Configure this with spec.envFrom:
envFrom:
kind: Deployment
name: my-api
namespace: default
container: app
The workspace controller reads the environment variables from the specified container and injects them into the workspace pod. Supported source kinds are Deployment and StatefulSet.
Resource Allocation
Each workspace has configurable CPU and memory resources. These are set as both requests and limits on the workspace pod.
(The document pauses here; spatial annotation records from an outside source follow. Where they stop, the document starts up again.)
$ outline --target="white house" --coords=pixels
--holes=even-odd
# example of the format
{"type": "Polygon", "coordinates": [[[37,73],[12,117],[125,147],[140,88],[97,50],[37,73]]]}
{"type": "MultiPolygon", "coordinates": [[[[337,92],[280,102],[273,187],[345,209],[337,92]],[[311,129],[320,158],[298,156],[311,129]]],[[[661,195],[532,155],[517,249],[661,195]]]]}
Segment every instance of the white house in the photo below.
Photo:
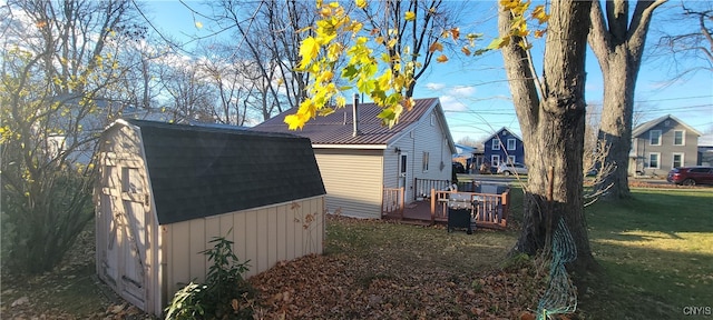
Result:
{"type": "Polygon", "coordinates": [[[402,200],[409,203],[430,193],[432,184],[423,181],[448,184],[456,152],[438,98],[417,99],[392,128],[381,124],[381,111],[374,103],[354,101],[290,131],[284,119],[295,111],[287,110],[252,130],[310,138],[329,212],[380,219],[385,189],[403,188],[402,200]]]}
| Field | Default | Description |
|---|---|---|
resources.cpu | 2 | CPU cores allocated to the workspace |
resources.memory | 4Gi | Memory allocated to the workspace |
storageSize | 10Gi | Size of the persistent volume |
Resource allocation is constrained by the TenantCluster's workspace quota. The cluster administrator sets aggregate limits in spec.workspaces.resourceQuota:
| Quota Field | Default | Description |
|---|---|---|
maxCPU | 16 | Maximum total CPU across all workspaces on the cluster |
maxMemory | 32Gi | Maximum total memory across all workspaces on the cluster |
maxStorage | 100Gi | Maximum total PVC storage across all workspaces on the cluster |
The workspace controller enforces these quotas by creating a Kubernetes ResourceQuota in the tenant cluster's workspaces namespace.
Lifecycle States
A workspace moves through the following phases during its lifecycle:
| Phase | Description |
|---|---|
| Pending | The Workspace resource has been created and is awaiting reconciliation by the controller. |
| Creating | The controller is provisioning tenant-side resources: PVC, pod, SSH keys, repository cloning, and dotfiles installation. |
| Running | The workspace pod is running and the SSH server is ready for connections. |
| Starting | A previously stopped workspace is resuming. The controller is creating a new pod and attaching it to the existing PVC. |
| Stopped | The workspace pod has been deleted (manually or by auto-stop). The PVC persists with all workspace data. |
| Failed | A terminal error occurred during provisioning or execution. Check the Workspace conditions for details. |
Status Conditions
The Workspace status includes fine-grained conditions that track individual provisioning steps:
| Condition | Description |
|---|---|
PVCReady | The persistent volume claim is created and bound |
PodReady | The workspace pod is created and running |
RepositoryCloned | All configured Git repositories have been cloned |
DotfilesInstalled | The dotfiles install script completed |
SSHReady | The SSH server is accessible |
Ready | The workspace is fully operational |
Idle Timeout and Auto-Stop
Workspaces have two inactivity mechanisms:
- Idle timeout (
spec.idleTimeout, default: 4 hours): After this duration from the last connect time, the SSH service is removed. The pod and PVC continue to run. Connecting again creates a new SSH service. - Auto-stop (
spec.autoStopAfter, default: 8 hours): After this duration from the last SSH disconnect, the workspace pod is deleted. The PVC persists. Set to0to disable auto-stop.
Auto-Delete
The TenantCluster's spec.workspaces.autoDeleteAfter setting (default: 720 hours / 30 days) deletes stopped workspaces and their PVCs after the specified duration. This prevents storage from accumulating from abandoned workspaces.